I dreamt recently about the rundown house that used to be The Sun’s office: I was complaining to a young woman how disorganized everything looked — not like in the old days when the stacks of magazines and boxes of manila envelopes and extra rolls of toilet paper were all neatly stacked. But it was no longer The Sun’s office, she reminded me. Besides, she didn’t care about the old days.
As The Sun turns twenty this month, I’m tempted to reminisce. The dream warns me to restrain myself. Many of The Sun’s readers were in grade school when I started the magazine. And the old days weren’t better (or worse) than today, just different. The office is in a more spacious building now, there are computers on every desk, but shaping each issue is still a challenge, and a worn-down pencil the only tool an editor really needs. Back then, I peddled the magazine on the streets of Chapel Hill; now, there are twenty thousand subscribers all over the country. But there’s always just one reader, one writer: The Sun stretches between them like a string between two cans.
No dewy reminiscences, then. But let me drop anchor for a moment, and peer into these dark waters, and thank the god of storms. I marvel that The Sun didn’t run aground and break apart like so many idealistic ventures. Hundreds of magazines were started in the sixties and seventies; few survived. Yet success, too, can be dangerous, one more excuse not to take risks. There are enough publications that play on our fear and greed.

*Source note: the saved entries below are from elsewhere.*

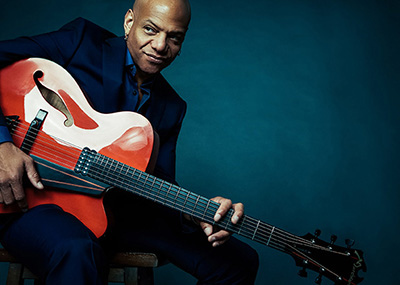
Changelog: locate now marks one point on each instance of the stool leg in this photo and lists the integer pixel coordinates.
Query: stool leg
(15, 274)
(131, 276)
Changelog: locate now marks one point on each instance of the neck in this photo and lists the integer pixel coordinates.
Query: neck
(141, 76)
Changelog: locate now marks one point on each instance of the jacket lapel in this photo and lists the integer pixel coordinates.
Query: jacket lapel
(114, 50)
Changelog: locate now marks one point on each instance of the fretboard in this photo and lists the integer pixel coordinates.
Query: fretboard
(127, 178)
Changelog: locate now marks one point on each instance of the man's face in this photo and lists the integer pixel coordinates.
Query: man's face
(156, 31)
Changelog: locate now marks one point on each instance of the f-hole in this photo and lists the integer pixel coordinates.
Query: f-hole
(53, 99)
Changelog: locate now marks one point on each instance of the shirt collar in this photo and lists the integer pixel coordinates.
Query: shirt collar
(131, 67)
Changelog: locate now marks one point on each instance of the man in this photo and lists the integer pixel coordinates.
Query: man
(117, 75)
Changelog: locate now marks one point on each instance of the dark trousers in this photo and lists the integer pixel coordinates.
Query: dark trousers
(61, 250)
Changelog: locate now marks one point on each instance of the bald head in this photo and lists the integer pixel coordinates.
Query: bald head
(155, 31)
(178, 8)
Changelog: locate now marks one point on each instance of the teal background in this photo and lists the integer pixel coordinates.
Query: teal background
(293, 110)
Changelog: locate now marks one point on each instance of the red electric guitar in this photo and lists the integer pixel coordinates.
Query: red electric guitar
(80, 154)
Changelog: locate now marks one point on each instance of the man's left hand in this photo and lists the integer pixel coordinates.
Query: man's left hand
(215, 235)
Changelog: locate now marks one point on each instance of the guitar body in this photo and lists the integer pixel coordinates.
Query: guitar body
(38, 84)
(80, 153)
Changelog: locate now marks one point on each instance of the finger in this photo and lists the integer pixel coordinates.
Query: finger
(32, 174)
(239, 212)
(19, 195)
(219, 238)
(7, 194)
(207, 228)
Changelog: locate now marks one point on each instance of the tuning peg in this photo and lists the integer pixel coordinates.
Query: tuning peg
(349, 242)
(318, 280)
(302, 272)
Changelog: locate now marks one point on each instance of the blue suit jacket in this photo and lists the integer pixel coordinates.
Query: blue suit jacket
(96, 59)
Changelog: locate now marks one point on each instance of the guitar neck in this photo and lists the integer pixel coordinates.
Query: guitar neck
(127, 178)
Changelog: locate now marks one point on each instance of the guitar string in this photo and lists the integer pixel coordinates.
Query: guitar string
(167, 201)
(69, 157)
(255, 221)
(268, 231)
(276, 241)
(252, 221)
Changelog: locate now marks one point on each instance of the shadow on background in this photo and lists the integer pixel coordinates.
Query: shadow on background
(293, 110)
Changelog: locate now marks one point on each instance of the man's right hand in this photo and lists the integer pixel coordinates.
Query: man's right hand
(14, 163)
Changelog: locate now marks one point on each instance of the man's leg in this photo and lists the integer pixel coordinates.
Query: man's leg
(56, 246)
(149, 227)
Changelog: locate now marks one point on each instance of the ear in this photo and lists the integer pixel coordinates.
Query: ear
(128, 21)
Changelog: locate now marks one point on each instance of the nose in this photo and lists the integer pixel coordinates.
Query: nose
(159, 43)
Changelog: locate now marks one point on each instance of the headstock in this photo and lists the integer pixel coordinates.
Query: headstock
(339, 264)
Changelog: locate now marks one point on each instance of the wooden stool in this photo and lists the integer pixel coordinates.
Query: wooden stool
(123, 268)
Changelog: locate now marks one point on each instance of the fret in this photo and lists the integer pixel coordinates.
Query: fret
(204, 213)
(269, 239)
(256, 229)
(184, 204)
(195, 205)
(176, 197)
(166, 195)
(228, 218)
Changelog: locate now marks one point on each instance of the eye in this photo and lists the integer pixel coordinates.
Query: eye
(176, 39)
(149, 30)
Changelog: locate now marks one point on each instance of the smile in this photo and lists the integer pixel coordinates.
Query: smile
(155, 59)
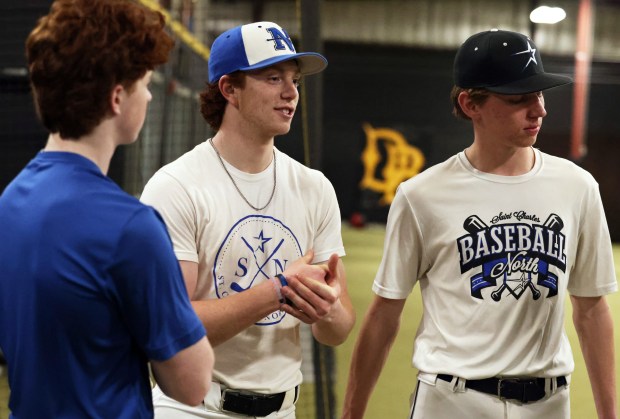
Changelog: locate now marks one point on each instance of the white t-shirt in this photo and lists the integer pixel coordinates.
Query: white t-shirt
(494, 257)
(237, 247)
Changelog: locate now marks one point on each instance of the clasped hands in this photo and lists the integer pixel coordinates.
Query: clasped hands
(313, 290)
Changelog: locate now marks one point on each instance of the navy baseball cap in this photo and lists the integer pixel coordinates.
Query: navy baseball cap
(258, 45)
(503, 62)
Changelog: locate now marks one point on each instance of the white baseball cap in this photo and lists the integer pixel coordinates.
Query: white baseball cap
(258, 45)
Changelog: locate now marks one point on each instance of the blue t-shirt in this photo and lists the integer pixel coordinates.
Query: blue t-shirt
(90, 290)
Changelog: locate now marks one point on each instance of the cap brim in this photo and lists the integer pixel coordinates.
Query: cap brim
(535, 83)
(309, 62)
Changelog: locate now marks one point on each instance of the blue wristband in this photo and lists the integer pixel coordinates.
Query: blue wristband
(284, 283)
(282, 279)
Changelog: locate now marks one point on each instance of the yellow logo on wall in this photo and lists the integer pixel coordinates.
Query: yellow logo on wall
(403, 161)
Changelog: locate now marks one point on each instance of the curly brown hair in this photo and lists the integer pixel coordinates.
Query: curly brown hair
(478, 96)
(213, 104)
(82, 49)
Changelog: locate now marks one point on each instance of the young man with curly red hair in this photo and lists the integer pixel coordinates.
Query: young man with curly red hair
(90, 289)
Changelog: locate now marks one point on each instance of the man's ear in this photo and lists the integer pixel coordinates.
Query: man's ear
(116, 98)
(228, 90)
(467, 105)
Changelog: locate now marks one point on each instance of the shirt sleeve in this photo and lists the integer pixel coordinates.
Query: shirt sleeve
(400, 265)
(593, 273)
(328, 239)
(172, 201)
(149, 288)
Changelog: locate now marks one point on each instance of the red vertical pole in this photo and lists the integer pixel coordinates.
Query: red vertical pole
(583, 59)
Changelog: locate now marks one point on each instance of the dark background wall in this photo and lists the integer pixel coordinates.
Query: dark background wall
(408, 90)
(400, 88)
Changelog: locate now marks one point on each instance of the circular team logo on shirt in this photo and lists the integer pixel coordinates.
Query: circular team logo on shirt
(256, 249)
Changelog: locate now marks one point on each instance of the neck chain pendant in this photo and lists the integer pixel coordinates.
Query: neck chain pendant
(273, 191)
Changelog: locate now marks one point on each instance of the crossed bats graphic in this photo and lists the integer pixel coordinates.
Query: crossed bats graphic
(473, 224)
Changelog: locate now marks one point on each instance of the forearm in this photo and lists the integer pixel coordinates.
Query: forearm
(371, 351)
(594, 326)
(335, 328)
(226, 317)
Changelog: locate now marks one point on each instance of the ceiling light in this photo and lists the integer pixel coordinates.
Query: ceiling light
(546, 14)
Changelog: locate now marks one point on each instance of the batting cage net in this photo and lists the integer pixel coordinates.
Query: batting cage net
(173, 126)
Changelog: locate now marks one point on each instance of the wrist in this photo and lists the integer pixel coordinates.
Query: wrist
(284, 283)
(278, 288)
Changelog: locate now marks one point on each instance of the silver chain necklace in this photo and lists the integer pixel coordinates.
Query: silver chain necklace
(273, 191)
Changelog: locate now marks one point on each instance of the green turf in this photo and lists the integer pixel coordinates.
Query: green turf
(390, 399)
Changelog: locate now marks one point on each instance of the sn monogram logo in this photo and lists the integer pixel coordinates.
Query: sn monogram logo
(256, 249)
(280, 40)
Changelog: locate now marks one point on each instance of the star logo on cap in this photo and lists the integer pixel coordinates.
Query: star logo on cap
(531, 51)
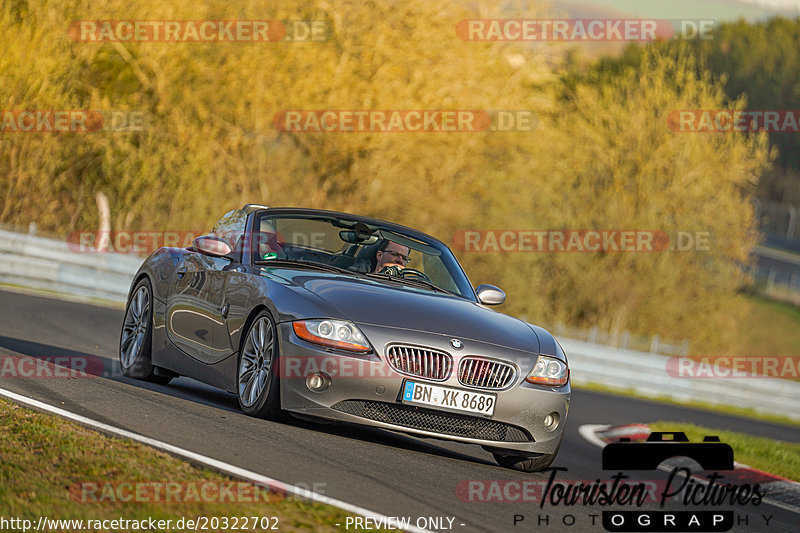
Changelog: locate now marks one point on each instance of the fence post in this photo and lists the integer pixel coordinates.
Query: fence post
(792, 221)
(654, 344)
(626, 339)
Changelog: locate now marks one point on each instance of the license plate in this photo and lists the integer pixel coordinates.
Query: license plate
(448, 398)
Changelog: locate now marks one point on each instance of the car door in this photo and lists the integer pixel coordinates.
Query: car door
(197, 308)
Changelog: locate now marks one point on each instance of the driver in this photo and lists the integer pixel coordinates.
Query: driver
(391, 254)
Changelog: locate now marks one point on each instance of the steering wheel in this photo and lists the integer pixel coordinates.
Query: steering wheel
(404, 272)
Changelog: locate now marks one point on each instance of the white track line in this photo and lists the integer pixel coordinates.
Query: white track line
(213, 463)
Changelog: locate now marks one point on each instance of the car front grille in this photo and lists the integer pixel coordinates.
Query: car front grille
(485, 373)
(420, 362)
(434, 421)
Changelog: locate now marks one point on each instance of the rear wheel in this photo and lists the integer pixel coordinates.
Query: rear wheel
(136, 338)
(257, 382)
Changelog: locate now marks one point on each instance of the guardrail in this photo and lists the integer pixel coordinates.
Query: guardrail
(42, 263)
(647, 375)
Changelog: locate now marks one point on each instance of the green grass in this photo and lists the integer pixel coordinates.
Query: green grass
(714, 408)
(43, 456)
(776, 457)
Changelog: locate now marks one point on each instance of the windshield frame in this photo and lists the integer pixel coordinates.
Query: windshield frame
(437, 247)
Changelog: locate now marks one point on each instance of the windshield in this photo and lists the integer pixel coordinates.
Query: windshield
(353, 246)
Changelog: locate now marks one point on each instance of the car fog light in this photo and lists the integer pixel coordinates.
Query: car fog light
(551, 421)
(318, 382)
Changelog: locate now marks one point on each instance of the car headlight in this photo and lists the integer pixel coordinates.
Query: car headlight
(340, 334)
(549, 371)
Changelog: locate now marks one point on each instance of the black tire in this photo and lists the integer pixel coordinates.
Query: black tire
(527, 463)
(257, 382)
(136, 337)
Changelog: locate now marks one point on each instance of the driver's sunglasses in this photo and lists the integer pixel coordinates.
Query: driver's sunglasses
(397, 255)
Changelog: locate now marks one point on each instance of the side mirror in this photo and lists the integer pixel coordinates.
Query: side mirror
(490, 295)
(212, 245)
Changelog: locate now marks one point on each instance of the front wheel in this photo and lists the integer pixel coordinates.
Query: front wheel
(136, 338)
(257, 382)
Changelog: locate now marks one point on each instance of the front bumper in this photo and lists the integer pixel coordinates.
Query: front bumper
(364, 389)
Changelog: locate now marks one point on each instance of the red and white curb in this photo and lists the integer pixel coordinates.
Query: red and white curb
(780, 492)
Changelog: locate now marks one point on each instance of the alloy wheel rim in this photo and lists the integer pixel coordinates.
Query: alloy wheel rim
(256, 362)
(135, 327)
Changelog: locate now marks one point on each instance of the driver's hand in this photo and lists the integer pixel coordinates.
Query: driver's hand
(391, 269)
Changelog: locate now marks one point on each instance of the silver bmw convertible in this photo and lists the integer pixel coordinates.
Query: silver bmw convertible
(352, 319)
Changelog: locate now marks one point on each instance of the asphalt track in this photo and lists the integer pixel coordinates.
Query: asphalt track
(388, 473)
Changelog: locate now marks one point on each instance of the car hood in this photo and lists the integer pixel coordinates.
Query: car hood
(374, 302)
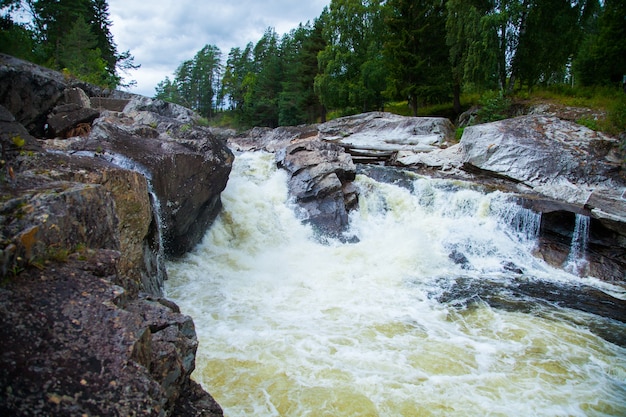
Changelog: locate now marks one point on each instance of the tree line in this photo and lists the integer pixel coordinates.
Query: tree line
(72, 36)
(359, 55)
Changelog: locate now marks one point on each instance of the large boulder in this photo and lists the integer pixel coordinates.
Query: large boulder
(186, 166)
(75, 344)
(81, 247)
(556, 158)
(321, 176)
(379, 134)
(556, 167)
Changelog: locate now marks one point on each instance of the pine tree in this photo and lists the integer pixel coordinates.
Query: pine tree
(416, 52)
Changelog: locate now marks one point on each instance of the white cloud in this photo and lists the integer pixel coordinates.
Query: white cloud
(160, 34)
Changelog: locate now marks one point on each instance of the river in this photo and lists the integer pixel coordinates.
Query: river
(289, 325)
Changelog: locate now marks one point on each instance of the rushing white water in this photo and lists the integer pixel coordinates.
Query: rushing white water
(576, 261)
(292, 327)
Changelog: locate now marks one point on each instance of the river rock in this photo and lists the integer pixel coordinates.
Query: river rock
(77, 345)
(185, 164)
(556, 158)
(380, 132)
(85, 331)
(321, 176)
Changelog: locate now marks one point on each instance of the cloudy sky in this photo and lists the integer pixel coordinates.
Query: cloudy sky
(161, 34)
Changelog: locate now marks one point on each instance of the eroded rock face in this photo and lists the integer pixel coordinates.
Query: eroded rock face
(558, 168)
(556, 158)
(186, 166)
(80, 246)
(321, 181)
(380, 134)
(77, 345)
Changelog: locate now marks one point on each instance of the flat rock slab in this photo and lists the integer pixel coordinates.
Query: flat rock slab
(379, 131)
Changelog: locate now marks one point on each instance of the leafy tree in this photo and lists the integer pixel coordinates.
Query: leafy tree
(416, 52)
(49, 32)
(238, 65)
(264, 83)
(297, 103)
(196, 82)
(350, 65)
(16, 39)
(77, 52)
(548, 41)
(472, 50)
(601, 59)
(166, 90)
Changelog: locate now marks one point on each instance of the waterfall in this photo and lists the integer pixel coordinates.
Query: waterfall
(155, 266)
(288, 326)
(576, 261)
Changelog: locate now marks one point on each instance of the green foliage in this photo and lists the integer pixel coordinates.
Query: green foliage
(351, 64)
(16, 39)
(458, 134)
(196, 82)
(415, 51)
(493, 106)
(65, 34)
(601, 59)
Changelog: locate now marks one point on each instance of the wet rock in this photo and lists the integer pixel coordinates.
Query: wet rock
(185, 164)
(70, 120)
(80, 245)
(321, 181)
(378, 136)
(515, 295)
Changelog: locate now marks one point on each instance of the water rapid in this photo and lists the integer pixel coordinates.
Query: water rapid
(289, 326)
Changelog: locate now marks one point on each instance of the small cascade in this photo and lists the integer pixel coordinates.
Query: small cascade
(156, 265)
(526, 223)
(433, 311)
(576, 261)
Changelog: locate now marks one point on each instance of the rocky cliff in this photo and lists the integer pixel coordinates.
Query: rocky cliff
(550, 165)
(97, 188)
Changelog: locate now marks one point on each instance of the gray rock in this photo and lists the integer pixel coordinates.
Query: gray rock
(556, 158)
(78, 346)
(321, 181)
(379, 131)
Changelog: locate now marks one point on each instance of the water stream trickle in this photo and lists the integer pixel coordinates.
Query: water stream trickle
(576, 261)
(157, 246)
(291, 327)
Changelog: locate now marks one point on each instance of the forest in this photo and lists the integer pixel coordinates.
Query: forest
(358, 55)
(72, 36)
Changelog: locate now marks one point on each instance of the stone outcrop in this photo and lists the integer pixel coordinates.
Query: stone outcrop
(78, 345)
(558, 168)
(86, 219)
(376, 136)
(321, 176)
(187, 167)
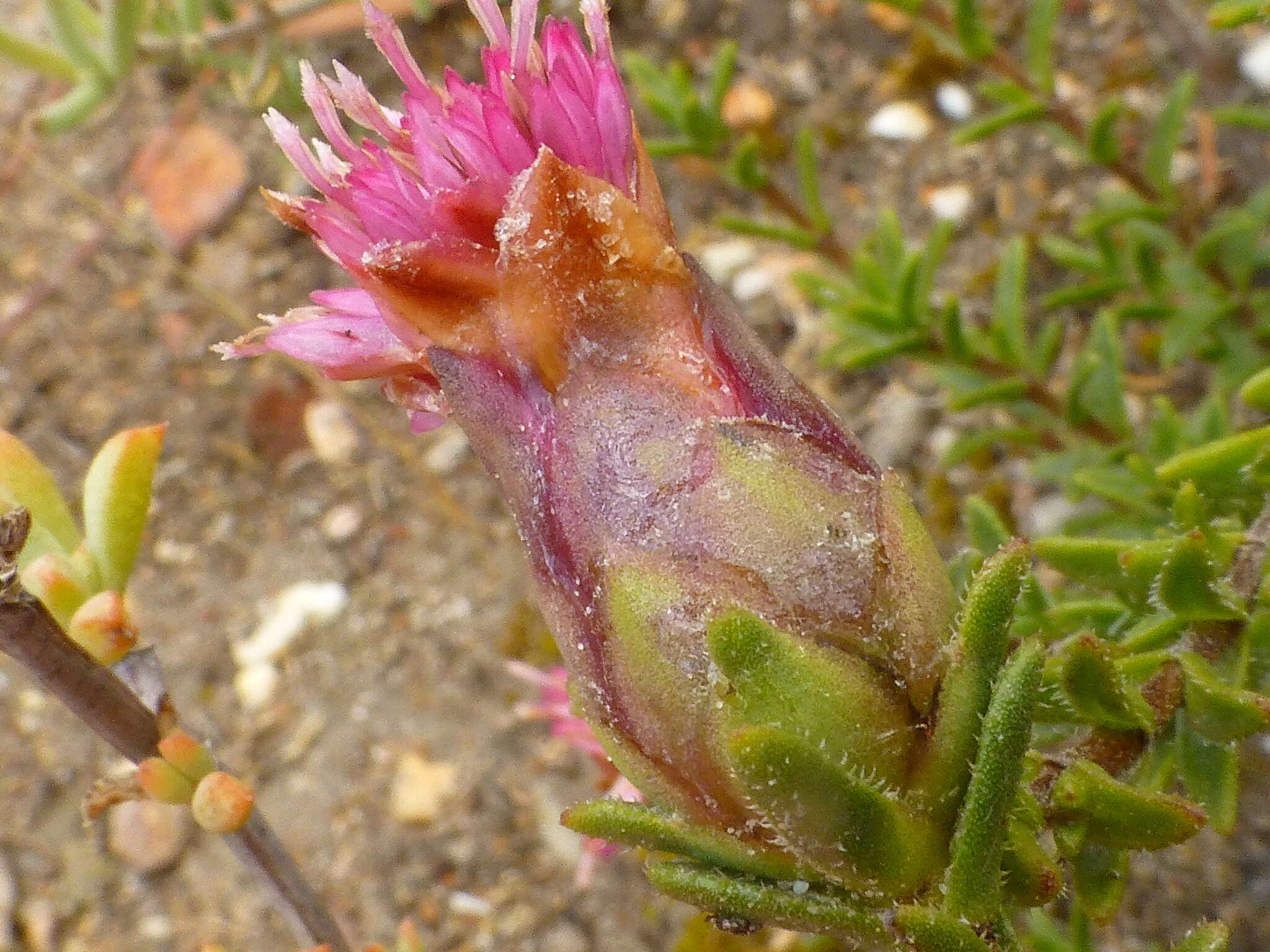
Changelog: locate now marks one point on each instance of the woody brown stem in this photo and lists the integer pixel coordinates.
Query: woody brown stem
(35, 640)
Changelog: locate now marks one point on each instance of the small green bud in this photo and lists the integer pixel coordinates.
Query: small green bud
(1121, 815)
(1192, 587)
(1100, 875)
(1210, 937)
(187, 756)
(652, 828)
(117, 500)
(790, 906)
(102, 627)
(936, 931)
(1096, 690)
(221, 803)
(51, 578)
(1219, 711)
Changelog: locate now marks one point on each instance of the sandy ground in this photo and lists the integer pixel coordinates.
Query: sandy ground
(409, 679)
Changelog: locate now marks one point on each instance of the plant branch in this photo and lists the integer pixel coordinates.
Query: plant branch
(1001, 63)
(1116, 752)
(159, 46)
(33, 639)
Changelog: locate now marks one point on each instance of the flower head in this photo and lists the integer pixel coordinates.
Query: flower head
(414, 200)
(733, 584)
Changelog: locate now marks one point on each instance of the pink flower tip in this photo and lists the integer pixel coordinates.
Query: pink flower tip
(433, 177)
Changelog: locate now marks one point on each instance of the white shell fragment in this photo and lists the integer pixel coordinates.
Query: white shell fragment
(901, 122)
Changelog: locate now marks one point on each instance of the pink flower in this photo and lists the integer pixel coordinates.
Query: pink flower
(553, 706)
(417, 202)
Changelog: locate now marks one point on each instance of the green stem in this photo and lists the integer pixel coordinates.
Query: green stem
(36, 56)
(973, 879)
(73, 108)
(71, 36)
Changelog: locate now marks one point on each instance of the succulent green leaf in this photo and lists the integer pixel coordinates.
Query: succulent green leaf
(746, 164)
(833, 701)
(1210, 775)
(1228, 14)
(809, 179)
(1244, 116)
(1100, 875)
(1098, 384)
(833, 818)
(1009, 322)
(1098, 692)
(1072, 255)
(117, 500)
(1209, 937)
(52, 579)
(1158, 155)
(931, 930)
(24, 482)
(972, 30)
(123, 19)
(721, 77)
(748, 901)
(1117, 814)
(1152, 632)
(1104, 141)
(972, 886)
(984, 638)
(1039, 42)
(652, 828)
(985, 528)
(1219, 711)
(1191, 587)
(36, 56)
(69, 30)
(1256, 390)
(1030, 878)
(995, 122)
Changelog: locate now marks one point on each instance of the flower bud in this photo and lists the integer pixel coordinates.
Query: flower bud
(221, 803)
(753, 617)
(162, 781)
(103, 628)
(187, 756)
(52, 579)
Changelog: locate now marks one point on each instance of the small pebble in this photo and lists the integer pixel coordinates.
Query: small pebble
(38, 922)
(747, 106)
(146, 834)
(293, 611)
(1255, 63)
(420, 788)
(752, 283)
(722, 259)
(332, 432)
(954, 100)
(901, 122)
(564, 937)
(257, 684)
(469, 904)
(342, 522)
(950, 203)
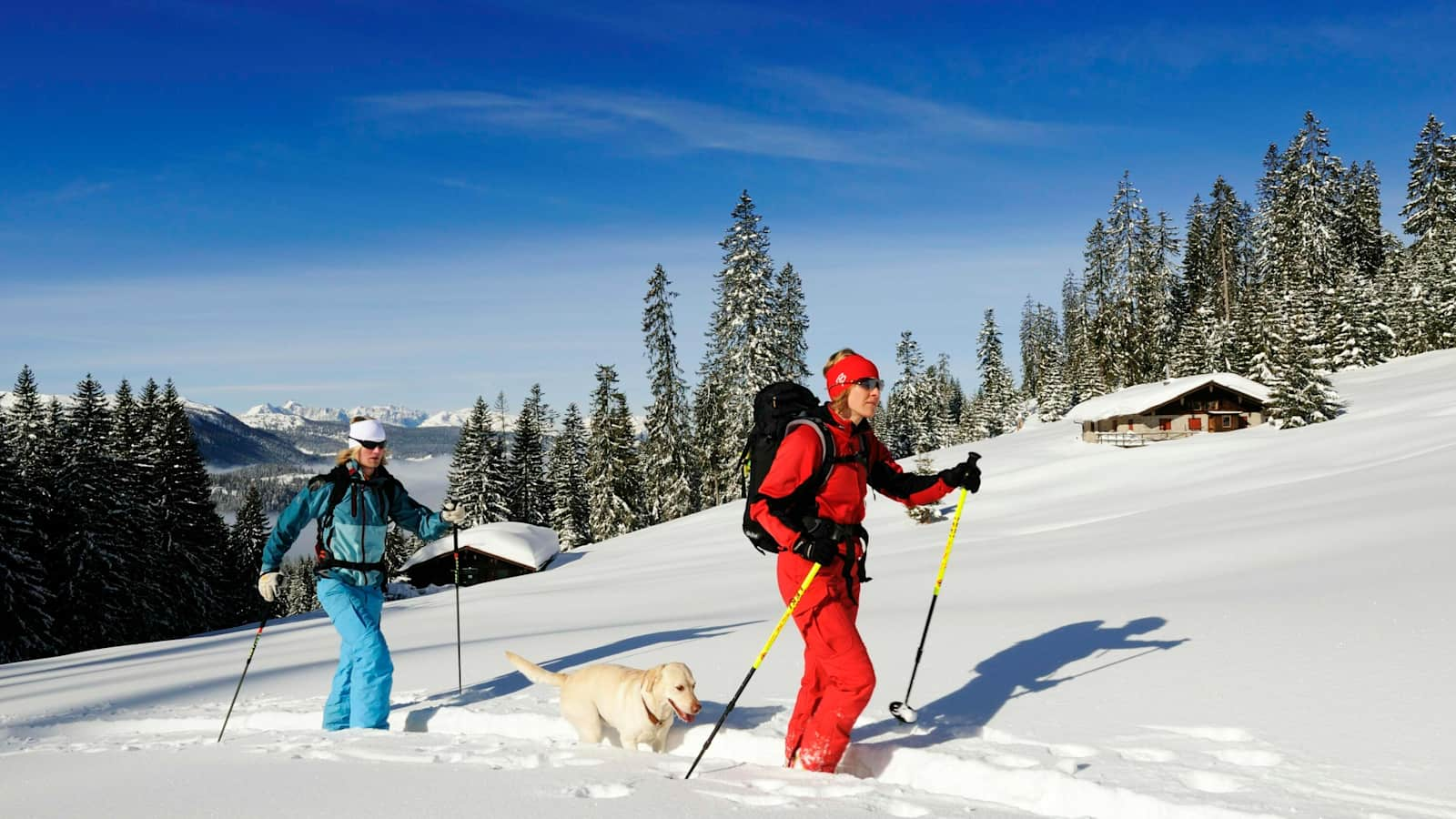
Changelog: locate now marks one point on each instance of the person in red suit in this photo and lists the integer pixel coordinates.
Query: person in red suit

The Sun tries to be different: a journal that lives at the margins of popular culture without making a religion out of it, that acknowledges our kinship with one another by what we don’t print as well as what we do. Not carrying ads may not seem practical, for example, but sometimes the most practical, the most political, the most beautiful thing we can do is say no.
The Sun is my lover, my teacher, my child: sweat of my brow, prayer rising from my lips. When I started the magazine, I was a barefoot hippie with hair down to my shoulders, a renegade who used his handsomely mounted college degrees as cutting boards in a gesture of defiance against the world he thought he’d left behind. My hair is shorter now, and I don’t thumb my nose at those with different values, or at a world I can’t pretend I’ve transcended. I’ve learned that there can be dignity in being a businessman; that one can pay the bills on time and still be an artist; that artists need to eat too (though sparingly).
But I still measure success by how close we stay to the rawness and surprise of feelings, to our brokenness and our search for love. On bad days, I lose faith: The Sun is too white, I think, too middle-class, too male — just like me. The Sun is too lofty, I worry: there’s too much incense in the air, too many gurus working the street.
Better the question than the answer. Better the moment that brings us to our knees. We weep. We tell our story. Language still hints at what can’t be said.
So let me just say thanks for the many acts of kindness that have preserved this wobbly enterprise, for the donations from readers who gave unstintingly when the need was dire. For Ram Dass, who filled an auditorium so we could pay the printer. For Lorenzo, who published A Bell Ringing in the Empty Sky. For Phil, who let me talk him out of raising the rent. For Julian, who reached with strong arms to a drowning man. For Pete, who gave me a job digging ditches and shoveling manure when The Sun ran out of cash.
I’m thankful, too, for the dedicated few who work here today, and for those on whose shoulders we stand. So many smart, temperamental, committed people have labored beside me over the years, too many names to mention. Sooner or later everyone leaves for a different city, a different boss, a different dream. Too many goodbyes.
I’m the one who stays, still fool enough to try to make each issue better than the last. Twenty years. I tip my hat to history; someday we’ll all be dust. Now, as then, I’m up before dawn, pecking away at these keys. Soon birds will sing and morning will smile, and shake loose her hair, and open her tiny buttons one by one.